Example I: Illicit drugs can indeed be deadly. But even the scourge of heroin (6,000 deaths a year) and cocaine (8,000 deaths) pale in comparison to the toll taken by tobacco (400,000 deaths) and alcohol (90,000 deaths).
Example II: To sound dramatic, a reporter might emphasize that 2,500 people die each year from a particular disease and drive home the point with heart-wrenching interviews with their families. But 2,500 deaths out of the total US population are not very significant.
Example III: Most of us have heard that “one woman in eight will develop breast cancer.” But this figure is for lifetime incidence. It fails to take into account the fact that a woman’s risk rises with age. It also assumes that all women will live at least to age 85.
In fact, fewer than one 20-year-old woman in 200 will develop breast cancer by the time she reaches age 40 and only one 40-year-old in 25 will develop breast cancer by age 60.
The reported rise in breast cancer risk sounds even less terrifying when you consider that much of the rise can be attributed to widespread screening, which has brought more cases to light and that our ever-lengthening life spans are enabling more women to reach the age at which the disease usually strikes.
Bottom line: News reports often omit the context that gives meaning to statistics.
Respect the power of chance
Ten people with advanced cancer receive a drug and have a dramatic remission? It might have been the drug or they might have gotten better anyway.
When evaluating medical news, look for statistical significance. Statistically significant results are those that cannot be attributed to random chance.
The smaller the sample size (the number of people, animals, etc., participating in the study), the more likely that a dramatic result was due to chance.
When two things happen together, don’t assume that one causes the other. A question that news reports often ignore is whether confounding variables may be responsible.
Example: A study found that people who drink wine have fewer heart attacks than those who drink beer or hard liquor. Does wine have a magic ingredient? Or is there another explanation?
One explanation researchers mentioned (but news summaries didn’t) is that wine drinkers tend to be more educated and affluent than beer and whiskey drinkers. It’s well known that wealth and education go hand in hand with greater health and longevity.
This is one reason why double-blind, controlled studies are more convincing than others.
In such studies, two matched groups are compared. One group receives a drug, for example, the other doesn’t and neither the experimenters nor the experimental subjects know which group is which. This makes it more likely that observed effects are due to the drug and no other factors.
On the other hand, be skeptical of anecdotal reports. Anyone can select a striking story.

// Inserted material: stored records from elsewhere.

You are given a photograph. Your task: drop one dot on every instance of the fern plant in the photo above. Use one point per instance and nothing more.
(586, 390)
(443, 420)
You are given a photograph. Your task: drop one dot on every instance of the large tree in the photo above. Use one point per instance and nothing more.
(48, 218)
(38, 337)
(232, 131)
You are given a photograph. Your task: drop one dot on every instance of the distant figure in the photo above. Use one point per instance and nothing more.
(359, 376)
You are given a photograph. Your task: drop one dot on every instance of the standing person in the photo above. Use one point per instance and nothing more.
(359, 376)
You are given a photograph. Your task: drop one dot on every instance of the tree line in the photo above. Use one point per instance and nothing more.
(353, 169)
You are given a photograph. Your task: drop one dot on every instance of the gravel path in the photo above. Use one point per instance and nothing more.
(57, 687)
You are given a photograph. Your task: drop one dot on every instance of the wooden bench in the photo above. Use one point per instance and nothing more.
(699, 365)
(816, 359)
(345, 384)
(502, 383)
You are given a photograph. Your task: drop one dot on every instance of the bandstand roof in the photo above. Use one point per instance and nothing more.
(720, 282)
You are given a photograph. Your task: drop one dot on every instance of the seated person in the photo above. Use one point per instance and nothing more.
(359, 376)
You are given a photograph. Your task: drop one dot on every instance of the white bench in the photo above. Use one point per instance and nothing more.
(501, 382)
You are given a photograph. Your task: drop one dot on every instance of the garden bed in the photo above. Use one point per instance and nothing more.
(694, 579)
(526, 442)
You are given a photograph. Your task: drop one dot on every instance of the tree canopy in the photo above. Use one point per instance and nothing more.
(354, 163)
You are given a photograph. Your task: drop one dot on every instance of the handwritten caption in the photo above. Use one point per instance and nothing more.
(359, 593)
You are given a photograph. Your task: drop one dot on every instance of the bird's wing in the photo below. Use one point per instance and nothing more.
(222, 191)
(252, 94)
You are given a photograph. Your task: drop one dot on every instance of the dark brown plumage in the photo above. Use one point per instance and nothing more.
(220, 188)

With no basis for comparison, however, even the most vivid event is meaningless.
Example: When a talk show guest blamed his wife’s fatal brain cancer on her cellular phone, this caused panic among cellular phone users and even sparked a decline in cellular phone stocks.
But about 10 million people now use cellular phones, and the overall brain cancer rate in this country remains at six per 100,000. By chance alone, you’d expect 600 phone users to develop the disease each year. Far fewer cases have been reported.
Look to the source
Any study appearing in a scientific journal like The New England Journal of Medicine, the Journal of the American Medical Association or The Lancet has undergone a rigorous quality control process known as peer-review.
Peer review means that experts in the field have judged the study to be of sufficient quality and importance to merit publication. An unpublished finding reported on TV has not been subjected to peer review and is therefore less credible.
While “expert” commentary isn’t foolproof, it’s more reliable than a reporter’s interpretation. Of course, if you really want the details, you’ll need to read the original journal article.